Why Do Some Knowledge Graph Answers Have a Source And Others Don’t?

Google has long been committed to increasing the quality of search for its users. None more so than the “Quick Answer” boxes that sometimes show at the top of Google Search Results. Although this is great news for users, getting what they want much quicker, it is not the best news for publishers.

For example if you run an SEO Blog and write up a very detailed explanation of what SEO is, you can miss out on traffic as Google very succinctly sums things up on their knowledge graph box at the top of the page. See below:


As you can see in this box, the above is used to show a generic definition of SEO and a link to Wikipedia for those looking to secure more information on the subject. Now this is great if your blog used as the source and will no doubt add a fair amount of traffic to your blog.

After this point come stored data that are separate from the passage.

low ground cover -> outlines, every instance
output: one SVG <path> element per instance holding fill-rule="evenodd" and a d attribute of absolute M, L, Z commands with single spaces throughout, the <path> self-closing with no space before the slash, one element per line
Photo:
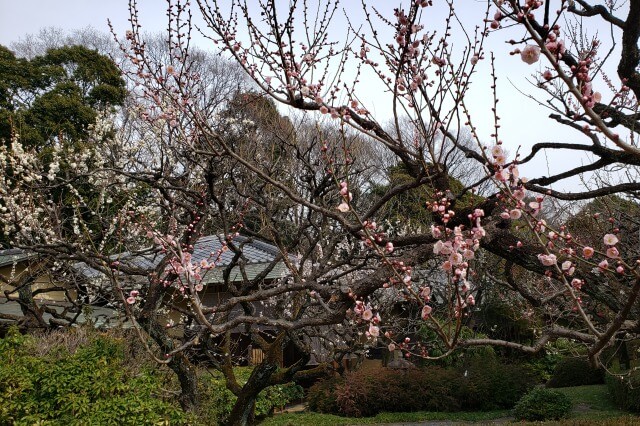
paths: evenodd
<path fill-rule="evenodd" d="M 637 425 L 640 417 L 618 409 L 611 399 L 605 385 L 576 386 L 556 389 L 567 395 L 573 404 L 569 418 L 558 421 L 532 422 L 518 424 L 544 424 L 561 426 L 583 425 Z M 265 419 L 262 426 L 324 426 L 324 425 L 353 425 L 353 424 L 384 424 L 397 422 L 421 422 L 421 421 L 451 421 L 451 422 L 478 422 L 491 424 L 494 421 L 513 420 L 511 410 L 497 410 L 486 412 L 427 412 L 418 411 L 411 413 L 379 413 L 373 417 L 361 417 L 358 419 L 340 417 L 321 413 L 286 413 Z"/>

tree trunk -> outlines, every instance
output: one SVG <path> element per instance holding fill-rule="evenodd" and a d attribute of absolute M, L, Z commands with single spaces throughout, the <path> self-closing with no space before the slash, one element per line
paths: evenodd
<path fill-rule="evenodd" d="M 251 392 L 251 394 L 242 392 L 233 406 L 231 414 L 229 414 L 227 419 L 228 426 L 247 426 L 254 423 L 258 393 L 260 391 L 257 393 Z"/>
<path fill-rule="evenodd" d="M 154 318 L 141 317 L 138 323 L 164 353 L 169 353 L 175 348 L 164 327 Z M 194 410 L 198 405 L 198 379 L 195 368 L 182 352 L 175 354 L 168 366 L 178 376 L 180 382 L 180 406 L 184 411 Z"/>
<path fill-rule="evenodd" d="M 33 284 L 34 281 L 35 276 L 29 275 L 27 276 L 26 281 L 18 284 L 18 303 L 20 304 L 20 310 L 24 316 L 22 327 L 26 330 L 48 327 L 48 324 L 42 316 L 42 310 L 33 299 L 31 284 Z"/>
<path fill-rule="evenodd" d="M 198 405 L 198 377 L 195 368 L 182 353 L 169 362 L 169 368 L 176 373 L 180 382 L 180 406 L 184 411 L 193 411 Z"/>
<path fill-rule="evenodd" d="M 251 373 L 242 387 L 238 399 L 229 414 L 226 424 L 229 426 L 247 426 L 255 420 L 256 398 L 260 391 L 269 386 L 271 375 L 278 369 L 277 364 L 263 361 Z"/>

But what about other queries? Such as “How old is Boris Johnson?”. Take a look below:


As you can see, the Google Knowledge Graph box is used again and his age is displayed. What you’ll also notice is that no source is given? Why?

Well according to Google, Boris Johnson’s age is “Basic Factual Information” so doesn’t really warrant a source. But SEO is deemed as “not widely known information” so requires a source. This also occurs when “relevant snippets are shown from a website”.

There are very few exempt cases, but with Apple launching their new iPhone 6 this week, Google credited the Apple website directly after receiving certain information about the phones from their rival.

Have you seen any cases like this before?